Ms. Tripp and the Independent Counsel’s office claim that she came to them for the first time on Monday, January 12, 1998, the day before their agents and the FBI equipped her with a body wire for a last conversation with Ms. Lewinsky. To make such use of Ms. Tripp, the Independent Counsel needed authorization, on an “emergency basis,” from Attorney General Janet Reno or the three-judge special division of the U.S. Court of Appeals. They needed a legal basis for drawing Monica Lewinsky into their investigation. This presented some difficulty: The Independent Counsel was explicitly barred from joining his investigation with the work of the attorneys for Paula Jones. If Ms. Tripp could elicit from Ms. Lewinsky some evidence of a conspiracy to break the law—some evidence, for example, that the President had authorized Vernon Jordan to find a job for Ms. Lewinsky as a bribe for her to commit perjury—Mr. Starr would have some sort of argument for the expansion of his jurisdiction. He could make Ms. Lewinsky herself an agent for the Independent Counsel’s office. But the deadlines were tight. The President was due to testify in the Jones case on January 17, 1998. So Starr wired Ms. Tripp, two days earlier, before he had any authorization from the attorney general or the appellate court to do so. He had to hope that the evidence Ms. Tripp would elicit, and tape with her body wire, would override this procedural concern.

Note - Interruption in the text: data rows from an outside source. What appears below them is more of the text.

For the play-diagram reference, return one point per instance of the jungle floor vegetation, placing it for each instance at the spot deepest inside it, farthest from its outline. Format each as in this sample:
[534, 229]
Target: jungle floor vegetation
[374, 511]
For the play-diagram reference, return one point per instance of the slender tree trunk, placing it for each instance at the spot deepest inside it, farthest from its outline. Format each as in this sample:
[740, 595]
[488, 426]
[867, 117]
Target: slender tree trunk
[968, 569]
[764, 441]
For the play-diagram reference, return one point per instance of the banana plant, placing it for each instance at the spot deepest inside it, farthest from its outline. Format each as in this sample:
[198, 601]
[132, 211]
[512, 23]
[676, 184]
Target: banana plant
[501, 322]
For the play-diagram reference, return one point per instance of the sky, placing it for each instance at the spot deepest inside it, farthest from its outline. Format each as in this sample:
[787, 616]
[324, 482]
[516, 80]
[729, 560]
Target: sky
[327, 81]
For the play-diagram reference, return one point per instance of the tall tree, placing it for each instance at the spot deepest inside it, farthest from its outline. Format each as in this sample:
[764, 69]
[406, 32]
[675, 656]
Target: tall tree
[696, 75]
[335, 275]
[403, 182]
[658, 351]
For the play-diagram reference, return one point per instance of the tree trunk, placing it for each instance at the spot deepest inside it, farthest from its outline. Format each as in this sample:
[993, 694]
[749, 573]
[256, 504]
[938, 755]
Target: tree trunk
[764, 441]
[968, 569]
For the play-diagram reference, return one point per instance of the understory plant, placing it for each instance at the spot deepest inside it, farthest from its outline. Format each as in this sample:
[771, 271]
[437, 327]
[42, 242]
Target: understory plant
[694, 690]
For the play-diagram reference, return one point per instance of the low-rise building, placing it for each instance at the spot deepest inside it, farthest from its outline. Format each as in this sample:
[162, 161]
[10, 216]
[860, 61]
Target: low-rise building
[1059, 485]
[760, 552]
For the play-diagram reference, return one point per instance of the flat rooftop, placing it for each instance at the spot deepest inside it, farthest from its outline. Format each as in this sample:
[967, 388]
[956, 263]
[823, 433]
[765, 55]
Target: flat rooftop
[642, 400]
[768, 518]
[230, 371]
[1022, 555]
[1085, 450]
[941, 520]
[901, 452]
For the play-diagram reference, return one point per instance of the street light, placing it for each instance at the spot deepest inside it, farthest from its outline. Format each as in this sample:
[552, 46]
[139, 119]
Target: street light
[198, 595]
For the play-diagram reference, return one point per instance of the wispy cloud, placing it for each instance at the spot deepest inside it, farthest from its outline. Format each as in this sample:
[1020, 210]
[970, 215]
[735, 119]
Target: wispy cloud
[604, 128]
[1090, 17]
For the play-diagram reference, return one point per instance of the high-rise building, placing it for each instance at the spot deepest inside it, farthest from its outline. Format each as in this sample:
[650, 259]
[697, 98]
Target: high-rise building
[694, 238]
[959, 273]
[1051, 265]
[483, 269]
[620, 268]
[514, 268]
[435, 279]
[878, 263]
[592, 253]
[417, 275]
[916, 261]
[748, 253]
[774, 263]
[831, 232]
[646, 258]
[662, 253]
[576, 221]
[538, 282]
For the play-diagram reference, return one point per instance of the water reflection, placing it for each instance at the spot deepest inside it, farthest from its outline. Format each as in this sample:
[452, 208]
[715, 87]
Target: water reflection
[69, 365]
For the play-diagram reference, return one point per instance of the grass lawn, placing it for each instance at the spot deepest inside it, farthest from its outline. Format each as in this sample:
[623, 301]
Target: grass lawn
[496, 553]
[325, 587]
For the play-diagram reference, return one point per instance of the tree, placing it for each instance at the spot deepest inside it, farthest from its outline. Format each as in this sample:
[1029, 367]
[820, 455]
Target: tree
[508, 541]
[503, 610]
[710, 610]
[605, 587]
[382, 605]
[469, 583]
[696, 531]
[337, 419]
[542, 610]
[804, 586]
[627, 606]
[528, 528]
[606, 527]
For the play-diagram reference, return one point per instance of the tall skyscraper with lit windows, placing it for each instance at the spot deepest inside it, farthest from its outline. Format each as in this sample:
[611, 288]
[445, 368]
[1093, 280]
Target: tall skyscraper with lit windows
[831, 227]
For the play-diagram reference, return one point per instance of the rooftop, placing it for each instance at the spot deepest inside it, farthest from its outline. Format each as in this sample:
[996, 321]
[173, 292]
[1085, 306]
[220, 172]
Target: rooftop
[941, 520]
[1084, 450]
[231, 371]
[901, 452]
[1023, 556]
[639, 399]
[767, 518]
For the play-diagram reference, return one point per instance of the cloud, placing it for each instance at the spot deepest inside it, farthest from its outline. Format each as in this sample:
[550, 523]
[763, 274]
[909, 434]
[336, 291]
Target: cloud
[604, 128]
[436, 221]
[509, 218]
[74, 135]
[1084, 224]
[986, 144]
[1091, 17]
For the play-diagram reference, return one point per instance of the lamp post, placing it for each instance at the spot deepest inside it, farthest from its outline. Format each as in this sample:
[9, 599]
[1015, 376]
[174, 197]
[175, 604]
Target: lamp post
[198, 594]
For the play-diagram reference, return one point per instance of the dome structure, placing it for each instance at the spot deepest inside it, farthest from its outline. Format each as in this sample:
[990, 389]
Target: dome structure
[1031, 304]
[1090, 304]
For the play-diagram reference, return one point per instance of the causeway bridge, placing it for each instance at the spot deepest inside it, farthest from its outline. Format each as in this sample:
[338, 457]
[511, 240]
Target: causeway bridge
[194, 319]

Here was the situation in the Independent Counsel’s office by the time they came to Ms. Lewinsky. Mr. Starr had recruited lawyers with experience prosecuting organized crime. Since at least the days of Robert Kennedy, the custom in organized-crime cases has been to get the suspects, violate their rights, and if you cannot convict them of one crime then somehow indict them for another. From the day in 1994 when Judge Starr offered to write an amicus brief in the Paula Jones case—moreover, through the years when, as Special Counsel, he maintained his lucrative private practice at Kirkland & Ellis—it was clear that he was by no means remarkable for scruple and in no sense averse to conflicts of interest of the most glaring kind. Nothing could be more obvious than his emotional, ideological, even social and professional links to the old case of Paula Jones. He became Special Counsel in 1994. By the 1996 election, he must have been frustrated and humiliated. None of his expensive lines of inquiry had worked out—not the suicide of Vincent Foster, not Travelgate or Filegate, certainly not Whitewater. Susan McDougal, after more than a year in jail for contempt, was still of no use to him. Webster Hubbell, whom he had sent to jail but given a limited grant of immunity in exchange for his testimony, had not really helped him, either. Vernon Jordan, who found money and jobs for Hubbell, was thriving alongside the newly reelected President. The prosecutor had spent millions so far, and he had failed. He would obviously like to find the constellation—a crime committed on the President’s behalf by a subordinate, preferably a bribe by Vernon Jordan—somewhere, before the expiration of the President’s term. The love life of Monica Lewinsky seems an odd place to look for that configuration. Yet, with a little prosecutorial zeal and creativity, it might be found. Mr. Starr’s documents have vestiges of an attempt to show that it is there.

Another case of the jurors pursuing a line of inquiry in spite of the best efforts of the prosecutors occurs near the end of the testimony of Monica Lewinsky. The jurors want to know about her first encounter with the prosecutors from the Office of the Independent Counsel, on January 16, 1998, when Linda Tripp lured her into the midst of the prosecutors and FBI agents, who would detain her for most of the day and night.